La référence à l’alchimie dans le titre fait également allusion à l’intérêt que portait Gauguin au symbolisme, au mysticisme et à l’occultisme de la fin du XIXe siècle, intérêt qui a guidé son choix de titres énigmatiques, mais aussi la manière étonnante dont il manipule les matériaux.
Gauguin l’alchimiste met ainsi de côté la biographie de l’artiste, pour souligner son approche très libre des techniques et des matériaux, un moteur fondamental de son aventure artistique.
Pourquoi Gauguin part-il toujours plus loin, d’abord en Bretagne, puis à Tahiti et finalement aux Marquises ? Que cherche t-il ? Peut-on comparer sa démarche à celle d’un ethnologue ?
Il n’y a pas de frontière entre le monde personnel et l’univers esthétique de Gauguin : quand il évoque son art, il parle de lui-même ; et ses choix personnels sont toujours guidés par des choix esthétiques. Ainsi, sa volonté d’aller toujours plus loin, de découvrir de nouveaux territoires, correspond à un besoin constant de perfectionner sa pratique artistique.

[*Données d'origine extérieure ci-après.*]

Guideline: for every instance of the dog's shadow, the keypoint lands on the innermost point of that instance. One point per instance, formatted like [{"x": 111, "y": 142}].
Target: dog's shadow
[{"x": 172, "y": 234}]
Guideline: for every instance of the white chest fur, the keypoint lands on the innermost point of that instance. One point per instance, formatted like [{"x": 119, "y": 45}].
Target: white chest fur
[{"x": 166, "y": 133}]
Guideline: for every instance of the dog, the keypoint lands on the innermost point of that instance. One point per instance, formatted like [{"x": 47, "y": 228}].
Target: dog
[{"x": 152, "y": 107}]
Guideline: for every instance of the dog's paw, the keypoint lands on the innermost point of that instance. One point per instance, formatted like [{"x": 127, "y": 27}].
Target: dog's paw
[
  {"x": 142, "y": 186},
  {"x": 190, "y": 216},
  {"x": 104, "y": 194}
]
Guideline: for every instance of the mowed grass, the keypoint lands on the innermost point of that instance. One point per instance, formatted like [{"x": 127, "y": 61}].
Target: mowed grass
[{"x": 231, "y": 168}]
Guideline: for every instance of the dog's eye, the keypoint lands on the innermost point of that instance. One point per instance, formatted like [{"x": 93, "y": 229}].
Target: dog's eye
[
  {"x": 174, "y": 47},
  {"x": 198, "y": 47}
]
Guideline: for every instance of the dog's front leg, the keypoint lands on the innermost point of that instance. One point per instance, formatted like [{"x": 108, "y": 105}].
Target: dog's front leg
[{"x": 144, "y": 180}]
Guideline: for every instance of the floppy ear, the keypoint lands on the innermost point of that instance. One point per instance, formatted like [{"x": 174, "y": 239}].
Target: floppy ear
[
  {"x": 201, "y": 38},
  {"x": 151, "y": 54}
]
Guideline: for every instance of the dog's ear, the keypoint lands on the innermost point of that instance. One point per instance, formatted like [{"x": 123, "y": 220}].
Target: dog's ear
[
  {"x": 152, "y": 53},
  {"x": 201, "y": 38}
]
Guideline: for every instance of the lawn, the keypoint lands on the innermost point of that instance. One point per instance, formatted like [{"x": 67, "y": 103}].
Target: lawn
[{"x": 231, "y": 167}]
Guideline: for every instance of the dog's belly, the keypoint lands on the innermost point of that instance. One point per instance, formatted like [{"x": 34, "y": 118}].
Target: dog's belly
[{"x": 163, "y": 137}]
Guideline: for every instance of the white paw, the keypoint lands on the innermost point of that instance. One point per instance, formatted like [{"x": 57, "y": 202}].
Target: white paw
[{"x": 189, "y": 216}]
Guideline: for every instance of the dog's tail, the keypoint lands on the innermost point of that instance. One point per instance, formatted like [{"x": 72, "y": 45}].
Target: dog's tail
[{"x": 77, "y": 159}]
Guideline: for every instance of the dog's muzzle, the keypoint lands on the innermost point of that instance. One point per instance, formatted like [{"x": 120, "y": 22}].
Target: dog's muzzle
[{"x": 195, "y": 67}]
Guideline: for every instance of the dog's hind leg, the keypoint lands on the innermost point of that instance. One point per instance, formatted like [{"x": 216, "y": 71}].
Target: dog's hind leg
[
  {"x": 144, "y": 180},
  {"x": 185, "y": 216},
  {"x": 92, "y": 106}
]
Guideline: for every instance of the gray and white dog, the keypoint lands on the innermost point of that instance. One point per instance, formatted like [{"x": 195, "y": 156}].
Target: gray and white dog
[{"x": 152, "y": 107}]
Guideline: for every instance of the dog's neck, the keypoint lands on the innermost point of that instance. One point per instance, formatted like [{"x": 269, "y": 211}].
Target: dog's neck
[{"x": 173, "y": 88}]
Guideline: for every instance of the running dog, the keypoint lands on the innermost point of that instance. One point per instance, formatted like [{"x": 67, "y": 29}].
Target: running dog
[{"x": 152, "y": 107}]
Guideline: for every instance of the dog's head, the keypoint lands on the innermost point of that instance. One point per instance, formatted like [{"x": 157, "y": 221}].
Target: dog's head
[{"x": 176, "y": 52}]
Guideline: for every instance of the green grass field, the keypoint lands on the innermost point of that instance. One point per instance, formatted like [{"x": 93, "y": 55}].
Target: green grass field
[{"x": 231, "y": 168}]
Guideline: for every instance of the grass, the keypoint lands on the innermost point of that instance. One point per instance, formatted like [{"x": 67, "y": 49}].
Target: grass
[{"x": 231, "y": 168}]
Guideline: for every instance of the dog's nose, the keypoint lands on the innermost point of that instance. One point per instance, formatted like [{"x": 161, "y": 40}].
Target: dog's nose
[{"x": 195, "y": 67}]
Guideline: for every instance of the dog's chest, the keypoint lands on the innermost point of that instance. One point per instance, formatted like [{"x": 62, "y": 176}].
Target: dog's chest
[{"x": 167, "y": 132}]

Ses origines péruviennes constituent le vecteur de cette quête d’inconnu et d’ailleurs : Gauguin cherche sans cesse à mettre au jour le versant «sauvage» de sa personnalité, dont il trouve des échos d’abord en Bretagne, puis en Polynésie. Il retient de ces différents lieux et en absorbe uniquement ce qui trouve en lui une résonance intérieure.